R. Vimal Kumar
Action plan soon to improve facilities at the temple, says Collector
Tirupur: Though rich in heritage, the 10th century-built Sukreeswarar temple situated at S. Periyapalayam in the outskirts of Tirupur city is remaining unknown to many a pilgrim tourists.
The premise of this elegantly constructed shrine, which was built by Pandya rulers, wears a deserted look on almost every day except during the occasional visits of a handful of people from the vicinity.
The temple area, located a bit off Tirupur-Erode highway, presently lacks hygienic sanitation and commuting facilities which is also a deterrent for tourists even though it is already a protected monument under the Ancient Monuments and Archeological Sites and Remains Act, 1958. Collector C. Samayamoorthy told The Hindu that the district administration would soon chalk out an action plan alongwith the Department of Tourism and the Archeological Survey of India to exploit the tourism potential of the site and make it a ‘preferred’ pilgrimage destination, at the earliest.

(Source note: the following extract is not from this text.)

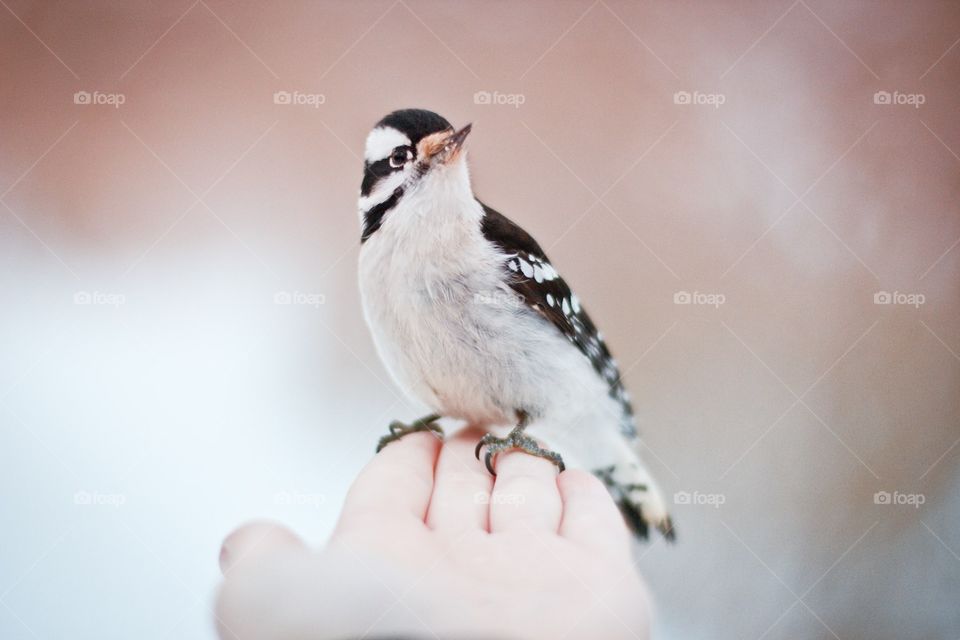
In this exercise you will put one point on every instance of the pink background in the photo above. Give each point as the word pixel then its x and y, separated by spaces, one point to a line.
pixel 201 402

“As part of the project, approach roads and drinking water and sanitation facilities will be improved besides setting up a recreation park with the help of ASI,” he said.
District Tourism Officer R. Pushapraj said that pamphlets on the importance of the temple would be published to attract tourists.

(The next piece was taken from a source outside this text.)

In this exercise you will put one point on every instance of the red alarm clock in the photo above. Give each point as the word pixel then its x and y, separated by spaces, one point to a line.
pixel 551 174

The temple, which is considered one of the four ‘Sirpa Sthalangal’ in Kongu region, will also find a mention in the proposed web site of Tirupur district.

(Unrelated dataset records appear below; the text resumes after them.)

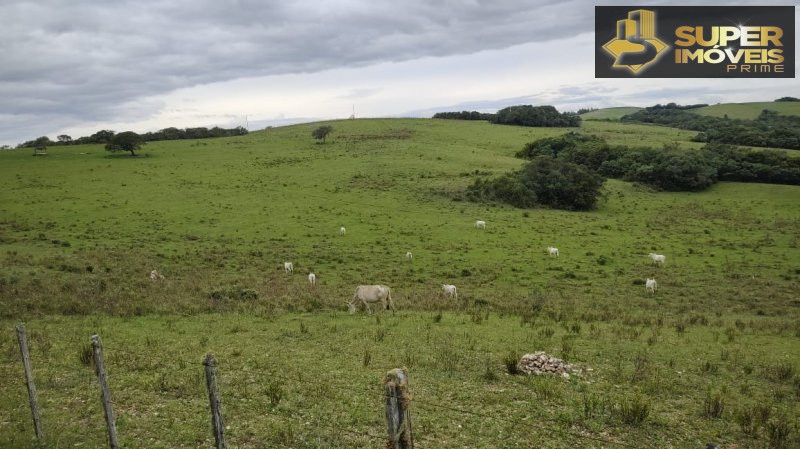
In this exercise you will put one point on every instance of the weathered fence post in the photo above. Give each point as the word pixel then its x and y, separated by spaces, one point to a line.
pixel 398 417
pixel 213 398
pixel 26 361
pixel 105 392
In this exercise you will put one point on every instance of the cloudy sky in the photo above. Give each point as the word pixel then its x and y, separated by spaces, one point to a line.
pixel 77 66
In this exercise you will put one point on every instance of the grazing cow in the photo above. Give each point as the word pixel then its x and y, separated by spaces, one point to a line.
pixel 367 294
pixel 650 286
pixel 658 259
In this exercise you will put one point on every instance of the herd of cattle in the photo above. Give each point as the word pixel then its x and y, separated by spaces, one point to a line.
pixel 373 294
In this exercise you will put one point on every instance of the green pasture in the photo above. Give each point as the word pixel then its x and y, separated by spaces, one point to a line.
pixel 80 230
pixel 749 111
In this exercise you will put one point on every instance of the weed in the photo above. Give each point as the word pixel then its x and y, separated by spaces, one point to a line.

With ‘Kurakuthali Nayanar’ (Shiva) as the main deity, the shrine is an architectural delight made of neatly carved long stones reminiscing the epoch of Pandya period.
M. Ganesan, an epigraphist and former emeritus professor of Indian Council of Historic Research at Bharatiar University, who conducted studies at the temple, said that though the temple was built by Pandyas, different inscriptions state that the place was used by tribals to offer poojas to ‘Shivalingam’ as early as 5th century.